A vulnerable request might look like this:

GET /download?file=report.pdf

An attacker could manipulate it to:

GET /download?file=../../../etc/passwd

Beyond Reading Files: The Attack Chain

Path traversal is rarely an end in itself. It functions as reconnaissance—an opportunity to gather information that may enable further exploitation. Depending on system configuration and additional vulnerabilities, the escalation path may follow this pattern:

Path Traversal → Local File Inclusion (LFI) → Remote Code Execution (RCE)

This progression is not guaranteed. Each stage requires specific conditions to be met, and many systems will only be vulnerable to partial exploitation.

Stage 1: Path Traversal — Reconnaissance

The initial exploitation phase focuses on information gathering. Common targets include:

• /etc/passwd — User enumeration
• /etc/shadow — Password hashes (if readable)
• ~/.ssh/id_rsa — Private SSH keys
• Application configuration files containing database credentials
• Source code that may reveal additional vulnerabilities

On Windows systems, targets shift to:

• C:\Windows\System32\config\SAM and SYSTEM — Local password hashes
• C:\inetpub\wwwroot\web.config — Application configuration
• %USERPROFILE%\.ssh\ — SSH keys

Stage 2: LFI — Weaponization

When the application not only reads but includes or processes files, path traversal may evolve into Local File Inclusion. This transition depends on how the application handles the retrieved content.
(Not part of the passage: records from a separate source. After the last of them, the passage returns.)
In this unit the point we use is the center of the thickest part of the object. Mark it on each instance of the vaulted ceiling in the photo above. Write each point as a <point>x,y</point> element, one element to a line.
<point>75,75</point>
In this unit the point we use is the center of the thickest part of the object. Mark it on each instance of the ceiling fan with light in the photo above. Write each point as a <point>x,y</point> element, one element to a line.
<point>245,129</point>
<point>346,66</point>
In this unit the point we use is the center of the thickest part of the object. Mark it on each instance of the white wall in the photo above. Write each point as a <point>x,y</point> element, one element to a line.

Common escalation techniques include:

Log Poisoning: Injecting malicious code into server logs (Apache access logs, mail logs, SSH auth logs), then including that log file to trigger execution.

# Poison the log
curl -A "<?php system(\$_GET['cmd']); ?>" http://target/
# Include and execute
http://target/vuln.php?page=../../../var/log/apache2/access.log&cmd=id

PHP Wrappers: Abusing protocol handlers to read source code or inject payloads.

# Read source code as base64
http://target/vuln.php?page=php://filter/convert.base64-encode/resource=config.php

# Execute arbitrary code
http://target/vuln.php?page=data://text/plain,<?php system('id'); ?>

Session File Inclusion: If session data can be controlled, including the session file may allow payload execution.

Stage 3: RCE — Potential Compromise

If code execution is achieved, further actions become possible:

• Establishing a reverse shell for persistent access
• Pivoting to internal network segments
• Privilege escalation through local exploits
• Data exfiltration

However, reaching this stage requires multiple conditions to align: writable locations, executable contexts, and insufficient access controls.

XSLT and Path Traversal

In HTB's Conversor machine, the vulnerability chain begins with XSLT execution—a reminder that path traversal often appears alongside other vulnerabilities. XSLT processors, when misconfigured, can:

• Read arbitrary files using the document() function
• Write files to disk
• Execute system commands in certain implementations

This creates scenarios where XSLT provides the initial foothold, and path traversal extends the reach to sensitive system files.

A proof of concept demonstrating XSLT injection leading to reverse shell execution can be found at ex-cal1bur/XSLT-Injection_reverse-shell.

Defense Strategies

Preventing path traversal requires a defense-in-depth approach:

1. Input Validation: Rejecting any input containing .., /, \, or null bytes
2. Path Canonicalization: Resolving the full path and verifying it remains within allowed directories
3. Chroot/Sandboxing: Isolating the application's file system view
4. Principle of Least Privilege: Running applications with minimal file system permissions
5. WAF Rules: Blocking common traversal patterns at the network edge

# Safe path handling in Python
import os

def safe_file_access(user_input, base_dir):
    requested_path = os.path.realpath(os.path.join(base_dir, user_input))

    if not requested_path.startswith(os.path.realpath(base_dir)):
        raise SecurityException("Path traversal attempt detected")

    return requested_path

Conclusion

Path traversal illustrates how an initial vulnerability can, under specific circumstances, contribute to broader system compromise. In red team operations, it frequently serves as a starting point for further enumeration and potential escalation. The Conversor machine demonstrates how understanding these foundational attack patterns—and how they may chain together—remains essential for security assessment.

This article was inspired by HTB's Conversor machine.